Il club delle pecore nereIl club delle pecore nere

Immaginate un tredicenne abbandonato dalla madre in un appartamento di amici trentenni, il trio delle pecore nere.

Uno scrittore che, dopo il coming out, ha rinunciato alla sua favola romantica mollando il futuro marito all'altare. Una spogliarellista dal carattere pungente, femminista fino al midollo. Un manager dissoluto, costretto dal capo a trovare una fidanzata di facciata per non sfigurare con i clienti.

Lui è Rocco e loro Samuele, Nicole e Ivan. Il risultato è una bomba pronta a esplodere. Perché mentre tentano di riordinare le proprie esistenze e affrontare le proprie paure, Rocco, il timido adolescente che però sembra il più saggio della casa, scardinerà tutti gli equilibri delle loro giornate e li costringerà a vedere il mondo da una prospettiva diversa.

E così, tra notti rocambolesche, storie familiari complicate, crisi di coppia e di sessualità, scene esilaranti, i tre trentenni dovranno imparare a prendersi cura non solo di se stessi ma anche di questo strano ragazzino. E iniziare a fare i conti con l'età adulta e con tutti i colori dell'amore.

Recensione

Per quanto l’autore de Il club delle pecore nere sia gay, io lo amo da impazzire. Non nel senso romantico del termine eh ma per com’è. La sua scrittura, soprattutto in questo romanzo, mi ha rimandato continuamente alla sua persona.

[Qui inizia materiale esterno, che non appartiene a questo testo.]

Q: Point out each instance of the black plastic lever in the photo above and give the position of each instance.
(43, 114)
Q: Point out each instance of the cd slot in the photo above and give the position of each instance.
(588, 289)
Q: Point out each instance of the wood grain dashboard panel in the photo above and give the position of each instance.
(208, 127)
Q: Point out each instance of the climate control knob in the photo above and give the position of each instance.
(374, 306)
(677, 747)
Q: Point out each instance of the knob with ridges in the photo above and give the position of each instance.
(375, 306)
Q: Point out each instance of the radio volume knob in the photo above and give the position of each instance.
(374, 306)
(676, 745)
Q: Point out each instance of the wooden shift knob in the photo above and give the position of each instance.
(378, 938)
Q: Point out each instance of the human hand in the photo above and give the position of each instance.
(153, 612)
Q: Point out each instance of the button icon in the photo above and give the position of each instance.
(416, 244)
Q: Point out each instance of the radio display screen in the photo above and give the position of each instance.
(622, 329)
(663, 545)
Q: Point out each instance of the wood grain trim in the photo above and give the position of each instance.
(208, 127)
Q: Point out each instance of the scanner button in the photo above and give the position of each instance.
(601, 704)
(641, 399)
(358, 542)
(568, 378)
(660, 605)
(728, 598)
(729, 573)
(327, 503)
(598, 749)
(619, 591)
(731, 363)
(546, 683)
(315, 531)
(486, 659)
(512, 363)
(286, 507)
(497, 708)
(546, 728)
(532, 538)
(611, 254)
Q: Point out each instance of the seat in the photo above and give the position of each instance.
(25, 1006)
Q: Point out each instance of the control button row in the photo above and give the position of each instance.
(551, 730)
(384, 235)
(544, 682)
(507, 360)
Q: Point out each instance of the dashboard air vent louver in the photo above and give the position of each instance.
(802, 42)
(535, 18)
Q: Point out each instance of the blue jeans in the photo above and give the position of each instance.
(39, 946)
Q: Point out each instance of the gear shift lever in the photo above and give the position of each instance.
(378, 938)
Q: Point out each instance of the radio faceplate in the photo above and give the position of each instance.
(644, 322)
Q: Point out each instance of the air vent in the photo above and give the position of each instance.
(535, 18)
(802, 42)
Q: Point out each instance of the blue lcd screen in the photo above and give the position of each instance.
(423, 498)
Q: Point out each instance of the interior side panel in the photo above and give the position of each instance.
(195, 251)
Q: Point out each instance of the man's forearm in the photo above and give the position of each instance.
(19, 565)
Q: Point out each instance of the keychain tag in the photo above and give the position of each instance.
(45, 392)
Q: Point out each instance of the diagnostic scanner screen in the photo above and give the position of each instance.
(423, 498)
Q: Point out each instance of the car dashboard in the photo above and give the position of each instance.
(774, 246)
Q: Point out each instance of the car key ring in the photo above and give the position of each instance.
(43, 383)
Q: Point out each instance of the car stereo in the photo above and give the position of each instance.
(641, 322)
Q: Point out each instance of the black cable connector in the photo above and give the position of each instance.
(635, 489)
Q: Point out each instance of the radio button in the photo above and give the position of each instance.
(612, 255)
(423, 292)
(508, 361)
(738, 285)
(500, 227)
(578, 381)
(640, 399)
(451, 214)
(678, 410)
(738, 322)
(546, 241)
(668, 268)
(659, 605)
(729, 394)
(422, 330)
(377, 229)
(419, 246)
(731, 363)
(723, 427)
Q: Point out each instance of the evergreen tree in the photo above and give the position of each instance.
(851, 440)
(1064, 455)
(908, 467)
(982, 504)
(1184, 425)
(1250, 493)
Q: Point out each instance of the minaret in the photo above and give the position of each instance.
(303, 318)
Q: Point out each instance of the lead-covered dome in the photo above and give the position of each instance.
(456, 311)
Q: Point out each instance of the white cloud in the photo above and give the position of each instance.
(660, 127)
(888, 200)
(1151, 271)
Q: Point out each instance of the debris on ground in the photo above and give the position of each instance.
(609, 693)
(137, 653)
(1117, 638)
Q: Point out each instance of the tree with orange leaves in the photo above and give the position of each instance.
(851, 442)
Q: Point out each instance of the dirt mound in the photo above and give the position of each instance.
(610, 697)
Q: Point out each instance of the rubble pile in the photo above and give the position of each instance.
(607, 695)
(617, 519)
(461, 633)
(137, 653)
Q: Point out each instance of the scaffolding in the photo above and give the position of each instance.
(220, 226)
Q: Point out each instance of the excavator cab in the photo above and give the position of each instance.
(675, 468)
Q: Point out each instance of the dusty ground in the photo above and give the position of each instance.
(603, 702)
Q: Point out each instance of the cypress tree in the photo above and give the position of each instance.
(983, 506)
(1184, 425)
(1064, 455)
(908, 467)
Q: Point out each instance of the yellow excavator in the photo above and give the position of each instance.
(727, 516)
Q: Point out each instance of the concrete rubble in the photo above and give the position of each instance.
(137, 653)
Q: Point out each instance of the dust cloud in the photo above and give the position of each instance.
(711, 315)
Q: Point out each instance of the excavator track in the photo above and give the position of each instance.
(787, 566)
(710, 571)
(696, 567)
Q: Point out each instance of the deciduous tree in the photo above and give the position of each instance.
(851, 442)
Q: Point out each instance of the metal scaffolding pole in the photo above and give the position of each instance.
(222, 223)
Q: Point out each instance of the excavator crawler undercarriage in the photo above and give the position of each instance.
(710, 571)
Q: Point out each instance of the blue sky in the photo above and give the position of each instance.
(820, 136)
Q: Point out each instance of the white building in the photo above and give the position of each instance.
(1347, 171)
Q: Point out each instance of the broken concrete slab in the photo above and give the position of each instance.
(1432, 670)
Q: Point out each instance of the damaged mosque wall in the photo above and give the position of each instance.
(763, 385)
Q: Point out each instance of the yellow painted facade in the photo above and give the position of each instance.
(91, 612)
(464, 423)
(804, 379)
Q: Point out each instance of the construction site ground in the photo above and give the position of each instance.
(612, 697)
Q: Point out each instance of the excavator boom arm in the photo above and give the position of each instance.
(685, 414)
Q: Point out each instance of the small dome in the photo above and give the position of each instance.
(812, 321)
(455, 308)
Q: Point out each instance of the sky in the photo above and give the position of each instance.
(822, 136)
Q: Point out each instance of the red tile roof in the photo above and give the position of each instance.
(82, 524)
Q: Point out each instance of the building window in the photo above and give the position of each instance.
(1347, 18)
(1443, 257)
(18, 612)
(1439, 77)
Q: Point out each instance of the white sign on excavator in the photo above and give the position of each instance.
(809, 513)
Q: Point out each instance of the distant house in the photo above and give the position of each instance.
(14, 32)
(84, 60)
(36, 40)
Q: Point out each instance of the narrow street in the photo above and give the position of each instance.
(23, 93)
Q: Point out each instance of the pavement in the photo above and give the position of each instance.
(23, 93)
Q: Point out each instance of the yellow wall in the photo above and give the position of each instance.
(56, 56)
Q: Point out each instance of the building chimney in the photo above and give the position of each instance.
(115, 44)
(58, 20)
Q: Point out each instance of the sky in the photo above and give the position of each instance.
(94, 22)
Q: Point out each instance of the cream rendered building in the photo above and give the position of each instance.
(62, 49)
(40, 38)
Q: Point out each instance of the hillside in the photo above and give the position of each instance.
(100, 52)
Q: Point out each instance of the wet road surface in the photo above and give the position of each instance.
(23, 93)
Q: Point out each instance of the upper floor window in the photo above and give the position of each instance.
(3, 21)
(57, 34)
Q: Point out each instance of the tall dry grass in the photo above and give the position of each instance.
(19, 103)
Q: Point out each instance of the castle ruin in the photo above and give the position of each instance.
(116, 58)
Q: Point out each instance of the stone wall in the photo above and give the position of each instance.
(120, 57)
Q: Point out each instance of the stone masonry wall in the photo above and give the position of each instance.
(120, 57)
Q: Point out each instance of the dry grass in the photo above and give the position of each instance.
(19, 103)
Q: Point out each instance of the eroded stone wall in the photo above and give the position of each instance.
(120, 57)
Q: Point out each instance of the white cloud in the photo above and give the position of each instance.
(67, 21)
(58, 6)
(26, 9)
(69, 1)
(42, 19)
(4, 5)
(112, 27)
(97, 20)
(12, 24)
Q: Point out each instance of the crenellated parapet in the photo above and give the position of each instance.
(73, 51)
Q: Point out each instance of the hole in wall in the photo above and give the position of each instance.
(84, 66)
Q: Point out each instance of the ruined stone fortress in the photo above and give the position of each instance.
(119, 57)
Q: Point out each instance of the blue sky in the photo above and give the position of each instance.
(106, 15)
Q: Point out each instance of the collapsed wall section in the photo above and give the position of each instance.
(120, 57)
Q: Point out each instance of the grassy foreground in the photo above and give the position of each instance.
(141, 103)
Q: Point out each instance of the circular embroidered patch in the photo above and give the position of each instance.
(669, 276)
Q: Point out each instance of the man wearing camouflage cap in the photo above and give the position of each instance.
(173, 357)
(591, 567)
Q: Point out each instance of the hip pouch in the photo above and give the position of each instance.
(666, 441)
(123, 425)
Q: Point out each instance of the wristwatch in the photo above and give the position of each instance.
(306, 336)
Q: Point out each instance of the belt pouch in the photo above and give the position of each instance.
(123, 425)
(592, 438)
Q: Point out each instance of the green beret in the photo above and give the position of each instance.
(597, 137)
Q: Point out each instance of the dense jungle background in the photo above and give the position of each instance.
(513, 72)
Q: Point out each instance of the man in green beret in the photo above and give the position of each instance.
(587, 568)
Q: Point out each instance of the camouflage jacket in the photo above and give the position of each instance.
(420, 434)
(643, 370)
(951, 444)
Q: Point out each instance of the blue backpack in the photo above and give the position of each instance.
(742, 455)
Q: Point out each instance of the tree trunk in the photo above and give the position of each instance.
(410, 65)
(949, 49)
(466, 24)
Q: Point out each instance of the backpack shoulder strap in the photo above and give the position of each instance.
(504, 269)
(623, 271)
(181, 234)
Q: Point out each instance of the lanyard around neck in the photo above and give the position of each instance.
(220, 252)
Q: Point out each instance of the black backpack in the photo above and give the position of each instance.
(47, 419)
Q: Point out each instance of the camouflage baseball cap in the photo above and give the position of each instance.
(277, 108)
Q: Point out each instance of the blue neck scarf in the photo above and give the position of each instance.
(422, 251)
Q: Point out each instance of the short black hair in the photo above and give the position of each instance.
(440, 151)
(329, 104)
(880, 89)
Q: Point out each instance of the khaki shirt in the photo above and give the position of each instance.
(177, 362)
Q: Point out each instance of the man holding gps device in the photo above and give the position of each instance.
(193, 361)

Abbiamo conosciuto Samuele in Dillo tu a mammà ed era in procinto di sposarsi con Gilberto. Ma la vita a volte ci pone davanti a delle scelte e Samuele ha deciso di scappare, ancora una volta, dalle responsabilità.

Torna dalle uniche persone che spera non lo mandino via e quello che trova non è proprio quello che si aspettava. In casa, oltre a Nicole e Ivan arriva Rocco, un tredicenne che la madre ha sbolognato lì a tempo indeterminato. Rocco sarà proprio al centro di tutte le dinamiche che seguiranno perché, con la sua ingenuità tipica dei bambini smantellerà tutta l’esistenza dei tre adulti.

Samuele deve capire cosa lo rende infelice e cosa felice e trova una valvola di sfogo nel costruire fioriere, invece di scrivere. Nicole deve capire perché odia gli uomini e capirà di odiarli da quando ha visto suo padre con un’altra donna (e vorrei vedere, con la moglie che si ritrova) e Ivan dovrà capire se il suo lavoro è davvero così importante come crede o se invece è giunto il momento di prendersi una pausa.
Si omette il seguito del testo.